地元「六会」という生活圏から出て、藤沢駅までは小田急線で10分。
子どもには、藤沢は大都市。かつ、有隣堂には、膨大な蔵書があり、未知の知識の宝庫。
有隣堂は、横浜の伊勢佐木町に本店があり、神奈川・東京に一大チェーンを築く本屋。神奈川の地元企業です。
本屋だけでなく、文具店、CDショップ、音楽教室も、業務としています。
昔は、「有隣堂パーラー」というものもやっていたそうです。念のため、「資生堂パーラー」ではありません。
さて、有隣堂の「有隣」の由来は、ご存知でしょうか?
これまで、その由来など、考えたことありませんでした。
ところが、たまたま論語に関係する本を読んでいたところ、「有隣」についての記述があり、そこで初めて、有隣の意味かを知りました。
それは、「徳不孤 必有隣」という一文です。「徳は弧ならず必ず隣あり」と読みます。
徳のある人は、孤独ではない、その徳には必ず人が集まってくる、常に理解してくれる隣人がいるという意味です。
その意味を推し進めると、徳があれば孤独になることはない、だから、徳を養いなさい、徳を持つようにしなさい、という意味があると思います。
だから、かなりの推量がありますが、有隣堂は、本こそが徳を養うものであり、徳を持ち、徳を養おうとする人が集う本屋になりたいという気持ちで、屋号をつけたに違いないと思います。

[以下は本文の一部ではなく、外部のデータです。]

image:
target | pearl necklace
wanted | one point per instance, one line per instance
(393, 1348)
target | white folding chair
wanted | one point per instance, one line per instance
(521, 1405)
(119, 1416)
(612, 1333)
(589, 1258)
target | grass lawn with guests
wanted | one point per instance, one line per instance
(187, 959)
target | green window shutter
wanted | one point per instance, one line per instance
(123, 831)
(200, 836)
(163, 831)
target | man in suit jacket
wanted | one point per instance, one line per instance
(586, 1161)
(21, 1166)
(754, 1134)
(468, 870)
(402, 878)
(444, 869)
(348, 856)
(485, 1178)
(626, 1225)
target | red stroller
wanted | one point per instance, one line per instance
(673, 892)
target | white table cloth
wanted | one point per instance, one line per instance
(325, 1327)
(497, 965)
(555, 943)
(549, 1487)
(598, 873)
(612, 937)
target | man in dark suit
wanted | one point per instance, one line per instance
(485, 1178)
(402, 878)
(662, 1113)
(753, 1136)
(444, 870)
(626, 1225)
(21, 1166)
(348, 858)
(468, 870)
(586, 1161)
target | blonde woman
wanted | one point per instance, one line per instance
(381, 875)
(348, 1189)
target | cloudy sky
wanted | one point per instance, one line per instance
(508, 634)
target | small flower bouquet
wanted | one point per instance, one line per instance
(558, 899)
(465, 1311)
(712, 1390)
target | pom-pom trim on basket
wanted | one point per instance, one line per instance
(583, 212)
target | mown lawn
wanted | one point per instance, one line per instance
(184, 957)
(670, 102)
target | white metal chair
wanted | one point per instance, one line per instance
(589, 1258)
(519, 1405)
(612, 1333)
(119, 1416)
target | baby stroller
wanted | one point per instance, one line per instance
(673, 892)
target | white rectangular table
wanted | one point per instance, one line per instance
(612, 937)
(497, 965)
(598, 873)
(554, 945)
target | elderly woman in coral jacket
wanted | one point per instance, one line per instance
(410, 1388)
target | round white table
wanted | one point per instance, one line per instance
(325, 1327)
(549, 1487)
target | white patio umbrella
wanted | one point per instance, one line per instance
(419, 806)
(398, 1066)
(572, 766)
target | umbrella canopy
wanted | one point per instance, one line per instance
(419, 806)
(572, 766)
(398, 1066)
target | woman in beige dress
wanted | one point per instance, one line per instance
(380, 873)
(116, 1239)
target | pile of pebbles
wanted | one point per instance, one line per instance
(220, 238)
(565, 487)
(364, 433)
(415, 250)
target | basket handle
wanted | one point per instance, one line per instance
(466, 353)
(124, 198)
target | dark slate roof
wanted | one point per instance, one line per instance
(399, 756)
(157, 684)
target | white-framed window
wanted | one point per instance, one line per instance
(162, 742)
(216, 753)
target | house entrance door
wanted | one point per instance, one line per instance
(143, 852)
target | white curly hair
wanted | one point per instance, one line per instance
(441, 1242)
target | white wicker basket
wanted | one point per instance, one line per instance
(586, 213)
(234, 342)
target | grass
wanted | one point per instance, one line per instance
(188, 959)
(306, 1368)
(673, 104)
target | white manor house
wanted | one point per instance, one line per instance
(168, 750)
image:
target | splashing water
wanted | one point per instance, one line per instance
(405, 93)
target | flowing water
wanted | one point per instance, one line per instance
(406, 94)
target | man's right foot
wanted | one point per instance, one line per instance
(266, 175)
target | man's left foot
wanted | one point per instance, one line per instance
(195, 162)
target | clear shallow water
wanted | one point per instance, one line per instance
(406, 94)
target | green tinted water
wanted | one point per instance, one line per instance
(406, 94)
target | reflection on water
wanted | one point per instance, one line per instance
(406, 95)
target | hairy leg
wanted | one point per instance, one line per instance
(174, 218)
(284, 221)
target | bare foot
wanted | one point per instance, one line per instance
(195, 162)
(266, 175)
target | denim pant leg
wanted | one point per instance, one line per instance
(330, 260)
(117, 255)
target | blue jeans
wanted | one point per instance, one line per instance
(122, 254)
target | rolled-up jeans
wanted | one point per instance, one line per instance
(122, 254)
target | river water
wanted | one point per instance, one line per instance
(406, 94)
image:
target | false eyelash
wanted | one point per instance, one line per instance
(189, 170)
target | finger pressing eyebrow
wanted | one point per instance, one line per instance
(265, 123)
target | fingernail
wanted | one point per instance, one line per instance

というような由来を、先日、藤沢の友達との酒席で話題にしたところ、なるほどー、といった反応があるはず、という予想に反し、「何それ、おかしくない?」という反応が。
どうも「徳」を「得」と勘違いしたようで。
当然、「得は弧ならず、必ず隣あり」では、意味が全く変わってしまいます。それも、悪い意味に。
得なことには孤独はなく、人が集まってくる(群がってくる)。それが有隣堂の名前の由来のはずありません。
あくまでも「徳」です。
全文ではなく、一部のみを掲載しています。